Over the last 18 months, I have curated a new travelling exhibition about the history and experience of cycling in Australia, called Freewheeling. As I worked – collecting objects and stories from around the country – I was overwhelmed at the depth and texture of Australia’s cycle history. Even for a cycling enthusiast like me, the richness of our bike tales was surprising and inspiring. Like most people I had taken on board the story that Europe was the real centre of cycling and we here in the big brown land had rejected the bicycle in favour of cricket, football and, of course, cars.

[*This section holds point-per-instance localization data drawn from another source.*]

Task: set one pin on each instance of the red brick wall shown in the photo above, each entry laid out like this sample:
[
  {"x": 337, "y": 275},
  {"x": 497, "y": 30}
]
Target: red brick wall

In the end, the challenge was not how much to include, but what to leave out. Australia embraced the wheel in the form of the safety bicycle in the 1880s and the love affair hasn’t dimmed. So, cramming over 140 years of cycling history into a relatively small show meant rethinking the best way to capture what cycling has meant to all Australians. Instead of a strictly chronological display or one that highlights the technical evolution of the bicycle, Freewheeling explores the different experiences and modes of cycling that have made their mark here. Ten themes each explore a different bicycle and style of cycling in a way that emphasises the experiential and visceral dimensions of riding. It looks at the thrilling danger of the early penny farthing, the revolution of the chain-driven ‘safety’ bicycle, the aerodynamic efficiency of a racing recumbent, the 1980s icon of the BMX, getting off-road on mountain bikes, long-distance touring, the joys of learning to ride a bike and, of course, racing. Australian racers have been scorching the tarmac at the highest levels, both here and overseas, since the 1890s, and this long history is an important feature of the exhibition.
As well as bikes, the exhibition is full of all manner of cycling related objects including medals, trophies, jerseys, helmets, posters and clothing. It also features fantastic images and films about every kind of cycling.
The show includes objects from Tour de France winner Cadel Evans, long distance legend Hubert Opperman, BMX racer Caroline Buchanan, cycling reporter Jim Trail, and para-cycling champions Sue Powell and Michael Milton. There’s also stories and objects from lesser known, but no less inspiring, cyclists like long-distance recumbent rider, Peter Heal, and life-long bike touring enthusiast and Audax rider, Greg Cunningham.
The Freewheeling website is growing all the time and we’d love you to get involved, sign up to this blog and contribute to the project. The blog features regular articles and photographs on a great range of subjects – from what it’s like to ride an endurance Audax event, road rage and the just plain kooky! And, in a few weeks, we’ll be launching a new project where you can upload a picture of your very first bicycle (or bike ride) and see images of other riders who have contributed to the national photo album.
Australia has a fabulous and rich cycling history. We’ve just suffered a little amnesia. I hope that this exhibition will do its bit in reminding Australians that we are a bike loving people and always have been.
Freewheeling will be on display at the Queensland Museum in Brisbane until June 2015.